In $ClCH_2CH_2CH_2COOH$,the chlorine atom is at the $\gamma$-position,and the $-I$ effect decreases rapidly with distance.
Therefore,$CH_3CH_2CH(Cl)COOH$ is the strongest acid among the given options.

(D) When a primary amide like acetamide $(CH_3-CONH_2)$ reacts with $PCl_5$,it undergoes dehydration to form a nitrile $(CH_3CN)$,not an acid chloride $(CH_3-C(=O)-Cl)$.
The reaction is: $CH_3-CONH_2 + PCl_5 \rightarrow CH_3CN + POCl_3 + 2HCl$.

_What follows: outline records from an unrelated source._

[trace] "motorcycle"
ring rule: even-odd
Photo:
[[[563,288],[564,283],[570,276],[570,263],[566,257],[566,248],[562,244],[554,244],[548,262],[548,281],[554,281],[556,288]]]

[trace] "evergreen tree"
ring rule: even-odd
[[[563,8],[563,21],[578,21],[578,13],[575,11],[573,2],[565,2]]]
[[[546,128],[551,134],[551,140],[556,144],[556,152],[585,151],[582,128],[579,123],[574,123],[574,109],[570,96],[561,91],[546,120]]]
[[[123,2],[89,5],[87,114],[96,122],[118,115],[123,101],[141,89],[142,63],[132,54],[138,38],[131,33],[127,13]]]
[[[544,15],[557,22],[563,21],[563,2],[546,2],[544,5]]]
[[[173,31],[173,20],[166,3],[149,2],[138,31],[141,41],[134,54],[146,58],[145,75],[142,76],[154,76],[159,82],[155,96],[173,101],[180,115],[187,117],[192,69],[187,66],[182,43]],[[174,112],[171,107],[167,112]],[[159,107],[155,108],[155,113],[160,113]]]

(A) The reaction sequence is: $C_4H_7OCl$ $(x)$ $\xrightarrow{NH_3} C_4H_9NO$ (amide) $\xrightarrow{Br_2 + KOH} CH_3-CH_2-CH_2-NH_2$ (propylamine).
This is a Hofmann bromamide degradation reaction,which converts an amide $(R-CONH_2)$ into a primary amine $(R-NH_2)$ with one carbon atom less.
Since the product is propylamine $(CH_3CH_2CH_2NH_2)$,the amide must be butanamide $(CH_3CH_2CH_2CONH_2)$.
Butanamide is formed by the reaction of butanoyl chloride $(CH_3CH_2CH_2COCl)$ with ammonia $(NH_3)$.
Therefore,compound $x$ is butanoyl chloride.

(A) The boiling point of organic compounds depends on the strength of intermolecular forces.
$CH_3COOH$ (acetic acid) forms stable intermolecular hydrogen-bonded dimers in the liquid phase,which significantly increases its boiling point compared to alcohols,amines,and aldehydes of similar molecular mass.
$CH_3-CH_2-OH$ and $CH_3-CH_2-NH_2$ also exhibit hydrogen bonding,but it is less extensive than the dimer formation in carboxylic acids.
$CH_3-CH_2-CH=O$ (propanal) only has dipole-dipole interactions and lacks hydrogen bonding,resulting in the lowest boiling point among the given options.
Therefore,$CH_3COOH$ has the maximum boiling point.